If the soft/hard reset with the combination of being plugged into the charger doesn't work, you should probably call customer service.

Why do Kindles freeze up? I am sure there are many reasons but the most common seem to be: 1) letting the battery charge run down too low, so that there is not enough power to refresh the page; and 2) pushing too many buttons in quick succession, thus interfering with the memory.

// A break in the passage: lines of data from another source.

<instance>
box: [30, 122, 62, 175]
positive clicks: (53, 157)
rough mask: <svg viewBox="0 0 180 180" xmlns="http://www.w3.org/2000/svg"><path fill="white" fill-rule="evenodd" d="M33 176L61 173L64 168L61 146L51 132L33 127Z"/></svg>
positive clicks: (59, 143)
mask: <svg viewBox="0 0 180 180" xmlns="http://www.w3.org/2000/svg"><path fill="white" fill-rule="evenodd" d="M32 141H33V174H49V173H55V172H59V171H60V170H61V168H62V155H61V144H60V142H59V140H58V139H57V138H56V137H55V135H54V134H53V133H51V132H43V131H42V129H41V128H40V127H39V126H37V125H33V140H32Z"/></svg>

The Kindle also indexes the books that are loaded onto it, so that the search function will work properly. If you have downloaded a lot of books or a very large book and you interrupt the Kindle is in the process of indexing, that might cause it to freeze.


----------



## lauraj (Jun 6, 2009)

Thanks - i guess that's a yes. The kindle was off when it fell, so I didn't know if I should turn it on (it didn't say in the user's guide that came with it either).


----------



## intinst (Dec 23, 2008)

I am sorry, yes it should be on.


----------



## drenee (Nov 11, 2008)

lauraj, sorry to hear about your problem.  
Welcome to the Boards.  I hope your K1 is okay this morning.  Let us know.
deb


----------



## lauraj (Jun 6, 2009)

The hard reset with it plugged in and turned on didn't work, so I did a hard reset with it unplugged and turned on, and wiggled the battery around a bit. It's working now! Thanks so much for the help.


----------



## intinst (Dec 23, 2008)

Doesn't sound like I was much help, you fixed it. I will file that away for future reference. Glad it is working.


----------



## marianneg (Nov 4, 2008)

lauraj said:


> wiggled the battery around a bit


That might have been your problem - the battery connector might have been disconnected, or just barely connecting.


----------



## kevindorsey (Mar 4, 2009)

Looks like the battery is busted?


----------



## marianneg (Nov 4, 2008)

kevindorsey said:


> Looks like the battery is busted?


Why on earth would you say that if it is working now?


----------